The latest law proposed by European politicians in an amendment to the European Data Protection Regulation could kick millions of European teenagers off from using social media. This proposed amendment by the European lawmakers would set to increase the current legal social media age limit from 13 to 16 years old.
The draft law states: “The processing of personal data of a child below the age of 16 years shall only be lawful if and to the extent that such consent is given or authorised by the holder of parental responsibility over the child.”
Source: Woman Online Magazine
While teens between 13 to 16 years old fall in the second largest group of social media users, this proposal would effectively prevent tech companies from offering their services to young people. The move has provoked outcry from social media companies and from child safety experts who argue that it might actually put teenagers at risk. With the amendment, it would be illegal for any company, including Google, Snapchat, Facebook and even Whatsapp, to process a teenager’s data without the consent of a legal guardian.
A proposal for the General Data Protection Regulation (GDPR) was released on 25 January 2012 by the European Commission in replacement of the previous 1995 Data Protection Directive, as the previous framework was said to be outdated due to globalization and rapid technological change.
The previous Data Protection Directive is a European Union Directive, which was created to regulate the progression of personal data within the European Union. Officially known as the Directive 95/46/EC the legislation is part of the EU privacy and human rights law.
Hence, the purpose of the new European Data Protection Regulation is to harmonise the current data protection laws in place across the EU member states.

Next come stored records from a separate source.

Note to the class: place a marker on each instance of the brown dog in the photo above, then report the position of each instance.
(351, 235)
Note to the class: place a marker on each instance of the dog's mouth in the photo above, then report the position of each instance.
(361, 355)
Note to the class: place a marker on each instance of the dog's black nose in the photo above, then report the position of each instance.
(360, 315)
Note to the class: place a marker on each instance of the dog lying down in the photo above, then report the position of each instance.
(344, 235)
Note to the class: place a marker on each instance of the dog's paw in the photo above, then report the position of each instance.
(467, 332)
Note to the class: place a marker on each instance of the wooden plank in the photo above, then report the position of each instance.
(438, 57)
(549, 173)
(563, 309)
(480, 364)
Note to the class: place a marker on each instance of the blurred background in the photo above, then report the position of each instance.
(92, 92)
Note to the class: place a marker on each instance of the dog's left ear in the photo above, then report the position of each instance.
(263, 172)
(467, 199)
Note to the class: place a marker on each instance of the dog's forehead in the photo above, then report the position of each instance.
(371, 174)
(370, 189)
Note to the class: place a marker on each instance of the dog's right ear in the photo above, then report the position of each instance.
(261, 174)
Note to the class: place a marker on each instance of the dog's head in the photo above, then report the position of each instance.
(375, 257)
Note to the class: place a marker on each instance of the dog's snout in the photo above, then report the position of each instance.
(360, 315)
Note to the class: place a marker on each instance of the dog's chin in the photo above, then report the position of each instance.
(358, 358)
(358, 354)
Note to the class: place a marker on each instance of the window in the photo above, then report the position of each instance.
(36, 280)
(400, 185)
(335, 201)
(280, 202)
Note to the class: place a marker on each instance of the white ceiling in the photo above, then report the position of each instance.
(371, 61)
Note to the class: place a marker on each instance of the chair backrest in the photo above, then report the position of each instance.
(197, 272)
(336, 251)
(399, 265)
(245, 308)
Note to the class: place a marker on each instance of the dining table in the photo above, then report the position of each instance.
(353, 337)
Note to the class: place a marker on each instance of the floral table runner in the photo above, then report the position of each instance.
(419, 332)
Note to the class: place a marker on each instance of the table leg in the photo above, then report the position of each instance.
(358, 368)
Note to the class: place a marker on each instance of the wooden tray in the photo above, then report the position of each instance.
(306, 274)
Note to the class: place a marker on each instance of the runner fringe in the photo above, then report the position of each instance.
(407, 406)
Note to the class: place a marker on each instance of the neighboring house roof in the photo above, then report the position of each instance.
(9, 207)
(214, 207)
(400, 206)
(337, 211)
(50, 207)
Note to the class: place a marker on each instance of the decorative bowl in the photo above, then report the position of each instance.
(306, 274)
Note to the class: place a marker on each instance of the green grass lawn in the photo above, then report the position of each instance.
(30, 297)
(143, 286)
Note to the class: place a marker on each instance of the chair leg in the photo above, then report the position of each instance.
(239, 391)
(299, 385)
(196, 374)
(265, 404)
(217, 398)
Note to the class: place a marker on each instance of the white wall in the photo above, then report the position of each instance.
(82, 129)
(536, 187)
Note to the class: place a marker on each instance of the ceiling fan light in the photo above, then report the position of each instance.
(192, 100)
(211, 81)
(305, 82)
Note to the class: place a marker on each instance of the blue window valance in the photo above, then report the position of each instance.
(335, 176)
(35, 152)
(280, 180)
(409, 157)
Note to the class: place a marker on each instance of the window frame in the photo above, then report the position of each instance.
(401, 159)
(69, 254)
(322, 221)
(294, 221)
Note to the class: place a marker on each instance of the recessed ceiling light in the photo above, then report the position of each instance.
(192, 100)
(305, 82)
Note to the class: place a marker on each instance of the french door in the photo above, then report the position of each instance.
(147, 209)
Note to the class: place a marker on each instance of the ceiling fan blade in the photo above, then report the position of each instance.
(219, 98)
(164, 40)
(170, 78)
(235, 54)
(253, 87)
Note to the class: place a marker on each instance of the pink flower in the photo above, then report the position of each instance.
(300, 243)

As it is a ‘regulation’ instead of a ‘directive’, this would mean it is directly applicable to all EU member states without a need for national implementing legislation.
While social networks such as Facebook are ubiquitous with almost every teen and adult alike, there are however ‘dark sides’ to life on social media. Social media can open the risk of negative exposure. Perhaps the few issues this amendment would like to address are the numerous cases of online bullying, hacking, and sexting among the under-aged. Social networking can be considered a distraction for students, while social media often seems to give people the ‘license’ to be hurtful online, leading to cyberbullying. Online bullying and harassment by peers is an extension of bullying already taking place in the victim’s school. Most kids in fact have faced some form of cyberbullying, according to a survey by i-Safe Inc., an independent e-safety firm, which discovered 58% of children reported that someone has said something mean or hurtful to them online, and one in four have had it happen more than once.
Online predators may be more common than what we believe. Innocent and gullible teens would often be the target of harassment or online stalking by adult predators.
The problem of online predators creating false social media accounts to form fake identities to deceive others (termed “catfish”) has become so common that even MTV has a TV show named as such, which aims to uncover the complexities of digital world relationships and tackle online “catfishes”.
Perhaps more prevalently amongst female teens is the issue of deteriorating self-esteem due to pressures of conformity to what’s deemed as ‘popular’. In fact, social media tends to create skewed self-images of individuals who wish to paint a picture of only the glamourous side of their lives. A research by New Flinders University found that the more time teenage girls spend on social media, caught in a world of competition for likes on Facebook, posting weight-loss progress selfies on Instagram, the more likely they are to be dissatisfied with their bodies and have low self-esteem. Even though 80% of the girls surveyed were of normal weight, almost half of them (46%) reported being dissatisfied with their body size.
With that said, most would argue that social media has the power to bring more good for teens, and thus vehemently oppose the ban on social media for teens below 16. Indeed, social media can be a major source of information, news, education and public discussion for growing teens.
A coalition of leading European Internet safety organizations and experts expressed in an open letter on Medium to European policymakers that changing the age limit “would deprive young people of educational and social opportunities in a number of ways, yet would provide no more (and likely even less) protection”. Social media can potentially be lifelines for teens to get the help they need when they are suffering from abuse, living with relatives who are addicted to drugs or alcohol, or seeking confidential LGBT support services. In some cases, social media could help with suicide prevention and mental health communities. For instance, when a teenage boy posted on his Facebook page that he was thinking of jumping off the George Washington Bridge, Port Authority officers managed to connect with him on social media and encouraged him to get help.
Socialising online for teens can be beneficial for social skills whereby shy or socially-awkward teens build a comfortable way to communicate and connect. Teens will not only be able to learn key values through observing good role models in the media, but also build political and social awareness by watching news, current affairs and documentaries, or reading about issues online.
Source: Miriam Posner
So what do you think of the new amendment to the European Data Protection Regulation? Do you believe the ‘digital age of consent’ should be raised? Lowered? Maintained? And are you a social media addict yourself?